Un esprit scientifique ne se met pas en lutte avec ces deux propositions : il se tient entre elles sans pour autant décréter que les licornes existent ou n’existent pas. (Là serait un véritable esprit critique). Il s’avoue ne pas savoir et garde les deux hypothèses comme possibles.
EXERCICE 1 :
Essayez de vous tenir entre ces deux affirmations. “Il est vrai que les licornes existent”, “Il est faux que les licornes existent”. Ne balancez pas. Restez là. Cet exercice ne vise pas à vous permettre de trouver une réponse à cette question triviale quant à l’existence des licornes. Il permet d’éprouver une stabilité intérieure qui à son tour permet de ne pas subir les mouvements de nos sympathies ou de nos antipathies à ce sujet.
En effet, notre rationalité est bien souvent à notre insu complètement subjective, guidée par nos sympathies et nos antipathies. Et c’est parce que nous trouvons peut-être sympathique l’idée que les licornes puissent exister, que nous sommes enclins à croire celui qui aura vu celui qui en aura vu une.

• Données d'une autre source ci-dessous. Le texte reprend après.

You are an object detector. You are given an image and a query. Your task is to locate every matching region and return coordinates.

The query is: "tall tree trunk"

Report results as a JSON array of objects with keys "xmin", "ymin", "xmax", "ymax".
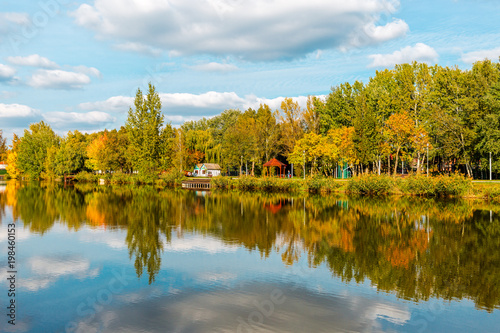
[{"xmin": 394, "ymin": 147, "xmax": 400, "ymax": 175}]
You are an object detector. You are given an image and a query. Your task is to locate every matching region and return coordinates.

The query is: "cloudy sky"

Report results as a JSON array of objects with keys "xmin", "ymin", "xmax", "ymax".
[{"xmin": 0, "ymin": 0, "xmax": 500, "ymax": 139}]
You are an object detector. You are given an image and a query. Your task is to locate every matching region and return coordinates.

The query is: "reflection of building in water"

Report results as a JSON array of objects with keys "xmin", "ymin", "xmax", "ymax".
[
  {"xmin": 194, "ymin": 191, "xmax": 210, "ymax": 198},
  {"xmin": 264, "ymin": 199, "xmax": 292, "ymax": 214}
]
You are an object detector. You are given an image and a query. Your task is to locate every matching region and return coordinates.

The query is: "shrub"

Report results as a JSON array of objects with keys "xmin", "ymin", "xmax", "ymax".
[
  {"xmin": 75, "ymin": 171, "xmax": 99, "ymax": 183},
  {"xmin": 109, "ymin": 171, "xmax": 133, "ymax": 184},
  {"xmin": 484, "ymin": 186, "xmax": 500, "ymax": 202},
  {"xmin": 210, "ymin": 176, "xmax": 232, "ymax": 189},
  {"xmin": 235, "ymin": 176, "xmax": 258, "ymax": 190},
  {"xmin": 397, "ymin": 175, "xmax": 436, "ymax": 196},
  {"xmin": 347, "ymin": 174, "xmax": 394, "ymax": 194},
  {"xmin": 435, "ymin": 173, "xmax": 472, "ymax": 196},
  {"xmin": 160, "ymin": 170, "xmax": 184, "ymax": 186}
]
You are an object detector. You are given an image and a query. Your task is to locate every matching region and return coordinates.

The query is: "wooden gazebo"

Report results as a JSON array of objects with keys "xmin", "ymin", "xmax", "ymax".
[{"xmin": 264, "ymin": 158, "xmax": 286, "ymax": 177}]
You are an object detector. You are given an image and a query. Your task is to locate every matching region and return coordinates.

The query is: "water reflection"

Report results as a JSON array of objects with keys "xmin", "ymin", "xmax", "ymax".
[{"xmin": 0, "ymin": 182, "xmax": 500, "ymax": 310}]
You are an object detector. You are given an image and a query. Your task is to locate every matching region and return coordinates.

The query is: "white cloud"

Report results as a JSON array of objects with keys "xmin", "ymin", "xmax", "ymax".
[
  {"xmin": 28, "ymin": 69, "xmax": 90, "ymax": 90},
  {"xmin": 160, "ymin": 91, "xmax": 244, "ymax": 111},
  {"xmin": 71, "ymin": 66, "xmax": 102, "ymax": 78},
  {"xmin": 0, "ymin": 64, "xmax": 16, "ymax": 82},
  {"xmin": 78, "ymin": 96, "xmax": 134, "ymax": 112},
  {"xmin": 115, "ymin": 42, "xmax": 162, "ymax": 57},
  {"xmin": 0, "ymin": 103, "xmax": 39, "ymax": 118},
  {"xmin": 462, "ymin": 47, "xmax": 500, "ymax": 64},
  {"xmin": 43, "ymin": 111, "xmax": 116, "ymax": 129},
  {"xmin": 165, "ymin": 235, "xmax": 238, "ymax": 254},
  {"xmin": 75, "ymin": 91, "xmax": 325, "ymax": 125},
  {"xmin": 7, "ymin": 54, "xmax": 59, "ymax": 69},
  {"xmin": 365, "ymin": 20, "xmax": 410, "ymax": 43},
  {"xmin": 20, "ymin": 257, "xmax": 99, "ymax": 291},
  {"xmin": 72, "ymin": 0, "xmax": 408, "ymax": 60},
  {"xmin": 191, "ymin": 62, "xmax": 238, "ymax": 72},
  {"xmin": 368, "ymin": 43, "xmax": 439, "ymax": 67}
]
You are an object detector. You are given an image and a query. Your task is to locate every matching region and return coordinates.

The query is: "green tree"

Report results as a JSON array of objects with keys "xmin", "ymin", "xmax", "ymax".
[
  {"xmin": 55, "ymin": 130, "xmax": 87, "ymax": 175},
  {"xmin": 17, "ymin": 121, "xmax": 60, "ymax": 179},
  {"xmin": 255, "ymin": 104, "xmax": 279, "ymax": 163},
  {"xmin": 0, "ymin": 129, "xmax": 7, "ymax": 161},
  {"xmin": 126, "ymin": 83, "xmax": 164, "ymax": 172}
]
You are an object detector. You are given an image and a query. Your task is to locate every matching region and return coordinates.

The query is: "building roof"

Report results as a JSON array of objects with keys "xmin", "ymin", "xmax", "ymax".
[
  {"xmin": 264, "ymin": 158, "xmax": 286, "ymax": 167},
  {"xmin": 204, "ymin": 163, "xmax": 220, "ymax": 170}
]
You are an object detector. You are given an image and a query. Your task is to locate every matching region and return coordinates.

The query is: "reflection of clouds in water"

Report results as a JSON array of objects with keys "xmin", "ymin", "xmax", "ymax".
[
  {"xmin": 198, "ymin": 272, "xmax": 238, "ymax": 282},
  {"xmin": 0, "ymin": 220, "xmax": 32, "ymax": 244},
  {"xmin": 19, "ymin": 256, "xmax": 99, "ymax": 291},
  {"xmin": 365, "ymin": 303, "xmax": 411, "ymax": 325},
  {"xmin": 164, "ymin": 235, "xmax": 239, "ymax": 254},
  {"xmin": 72, "ymin": 284, "xmax": 411, "ymax": 333},
  {"xmin": 79, "ymin": 228, "xmax": 127, "ymax": 249}
]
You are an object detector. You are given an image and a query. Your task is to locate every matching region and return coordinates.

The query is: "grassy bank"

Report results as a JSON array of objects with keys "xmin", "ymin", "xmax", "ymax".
[{"xmin": 76, "ymin": 172, "xmax": 500, "ymax": 198}]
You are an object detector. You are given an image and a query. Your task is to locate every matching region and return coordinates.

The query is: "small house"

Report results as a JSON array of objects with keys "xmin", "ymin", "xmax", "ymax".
[{"xmin": 193, "ymin": 163, "xmax": 221, "ymax": 177}]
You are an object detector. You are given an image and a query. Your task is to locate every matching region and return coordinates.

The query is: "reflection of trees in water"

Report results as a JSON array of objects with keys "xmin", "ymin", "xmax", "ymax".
[{"xmin": 0, "ymin": 183, "xmax": 500, "ymax": 310}]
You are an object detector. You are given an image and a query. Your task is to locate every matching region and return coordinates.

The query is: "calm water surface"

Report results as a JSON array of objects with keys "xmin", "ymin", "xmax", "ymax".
[{"xmin": 0, "ymin": 182, "xmax": 500, "ymax": 333}]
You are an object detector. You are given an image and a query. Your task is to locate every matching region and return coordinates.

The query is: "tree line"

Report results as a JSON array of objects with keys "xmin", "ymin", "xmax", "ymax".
[{"xmin": 0, "ymin": 60, "xmax": 500, "ymax": 178}]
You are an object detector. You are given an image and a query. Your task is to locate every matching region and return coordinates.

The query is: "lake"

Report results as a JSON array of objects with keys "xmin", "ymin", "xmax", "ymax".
[{"xmin": 0, "ymin": 182, "xmax": 500, "ymax": 333}]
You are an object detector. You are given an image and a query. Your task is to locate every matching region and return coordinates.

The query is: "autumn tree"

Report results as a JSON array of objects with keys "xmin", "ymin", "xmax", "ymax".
[
  {"xmin": 0, "ymin": 129, "xmax": 7, "ymax": 161},
  {"xmin": 54, "ymin": 130, "xmax": 87, "ymax": 175},
  {"xmin": 126, "ymin": 83, "xmax": 164, "ymax": 172},
  {"xmin": 6, "ymin": 133, "xmax": 21, "ymax": 179},
  {"xmin": 86, "ymin": 131, "xmax": 119, "ymax": 171},
  {"xmin": 384, "ymin": 111, "xmax": 415, "ymax": 174},
  {"xmin": 17, "ymin": 121, "xmax": 60, "ymax": 179}
]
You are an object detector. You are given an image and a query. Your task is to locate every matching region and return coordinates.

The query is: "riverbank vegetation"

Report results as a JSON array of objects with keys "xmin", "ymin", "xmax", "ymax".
[
  {"xmin": 0, "ymin": 60, "xmax": 500, "ymax": 184},
  {"xmin": 0, "ymin": 182, "xmax": 500, "ymax": 311}
]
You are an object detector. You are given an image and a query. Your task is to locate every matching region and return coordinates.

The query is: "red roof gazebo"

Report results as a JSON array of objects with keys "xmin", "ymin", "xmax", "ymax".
[{"xmin": 264, "ymin": 158, "xmax": 286, "ymax": 177}]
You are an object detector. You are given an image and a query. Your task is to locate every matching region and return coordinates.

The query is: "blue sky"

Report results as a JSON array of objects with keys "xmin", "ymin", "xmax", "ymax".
[{"xmin": 0, "ymin": 0, "xmax": 500, "ymax": 139}]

De même, c’est parce que nous n’aimons pas les manières puériles des gens qui postent des images de licornes sur YouTube, que nous serons enclins à ne pas croire celui qui nous dira en avoir vu une.

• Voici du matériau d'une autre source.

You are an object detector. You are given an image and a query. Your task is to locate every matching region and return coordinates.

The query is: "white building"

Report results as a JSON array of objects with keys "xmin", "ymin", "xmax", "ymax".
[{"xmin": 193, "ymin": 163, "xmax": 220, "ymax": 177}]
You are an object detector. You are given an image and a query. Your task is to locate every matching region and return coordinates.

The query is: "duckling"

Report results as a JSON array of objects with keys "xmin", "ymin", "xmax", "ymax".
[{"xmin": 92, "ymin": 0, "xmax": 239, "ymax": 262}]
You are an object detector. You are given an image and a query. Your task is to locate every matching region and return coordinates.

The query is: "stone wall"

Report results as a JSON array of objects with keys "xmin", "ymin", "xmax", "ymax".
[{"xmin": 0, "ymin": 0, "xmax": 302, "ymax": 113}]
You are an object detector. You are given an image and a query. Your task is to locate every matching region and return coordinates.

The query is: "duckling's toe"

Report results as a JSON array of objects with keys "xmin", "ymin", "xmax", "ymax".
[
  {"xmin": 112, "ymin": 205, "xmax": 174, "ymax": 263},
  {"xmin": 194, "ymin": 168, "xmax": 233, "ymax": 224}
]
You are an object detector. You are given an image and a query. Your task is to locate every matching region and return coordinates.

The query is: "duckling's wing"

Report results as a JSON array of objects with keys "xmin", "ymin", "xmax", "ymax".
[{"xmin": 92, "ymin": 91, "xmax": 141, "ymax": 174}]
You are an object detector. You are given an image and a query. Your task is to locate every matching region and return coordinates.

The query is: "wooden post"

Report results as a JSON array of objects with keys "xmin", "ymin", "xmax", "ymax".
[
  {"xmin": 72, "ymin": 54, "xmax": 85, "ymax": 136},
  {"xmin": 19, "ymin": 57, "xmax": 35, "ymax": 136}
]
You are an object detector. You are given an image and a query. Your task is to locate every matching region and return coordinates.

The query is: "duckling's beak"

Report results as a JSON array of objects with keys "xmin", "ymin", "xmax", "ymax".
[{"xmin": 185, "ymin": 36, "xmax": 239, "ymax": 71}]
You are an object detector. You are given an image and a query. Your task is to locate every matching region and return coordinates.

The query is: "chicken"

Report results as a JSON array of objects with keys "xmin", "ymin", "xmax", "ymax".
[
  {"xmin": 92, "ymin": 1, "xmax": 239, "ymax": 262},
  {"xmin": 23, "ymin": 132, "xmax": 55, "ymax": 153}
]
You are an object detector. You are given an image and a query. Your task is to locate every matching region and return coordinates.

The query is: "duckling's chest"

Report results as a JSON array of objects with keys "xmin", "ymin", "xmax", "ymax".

Ici, un article développant ce sujet : « sortir de la pensée binaire »
Ainsi, quand vous regarderez prochainement une vidéo sur YouTube ou quand vous lirez un article, essayez de le faire non pas en cherchant la faille (l’esprit critique fonctionnant par la preuve), mais en gardant à l’esprit que ce que l’on vous raconte est simultanément absolument vrai et absolument faux.
Vous remarquerez que vous recevrez ces informations d’une façon plus claire sans pour autant être influencés par elles. S’il doit y avoir une faille, elle pourrait bien vous apparaitre plus facilement.
Cet exercice permet d’être stable intérieurement, ce qui est un premier facteur d’immunité aux fake news.
EXERCICE 2 :
Lorsque nous évaluons la vérité d’une information, nous avons tendance à nous baser sur ce que nous savons déjà. Une information nous paraitra d’autant vraie qu’elle nous paraît familière.
C’est pourquoi, plus une information sera répétée, plus les personnes qui y sont confrontées seront susceptibles d’y croire, car la répétition va rendre l’information toujours plus familière.
De même, lors d’une première lecture d’un article ou de la première écoute d’une vidéo, nous formons des liens entre les différents éléments de l’information. Nous les organisons selon ce qui nous est familier (selon ce que nous savons déjà). À chaque écoute de cette information ou d’une information comprenant les mêmes liens, ces derniers seront renforcés.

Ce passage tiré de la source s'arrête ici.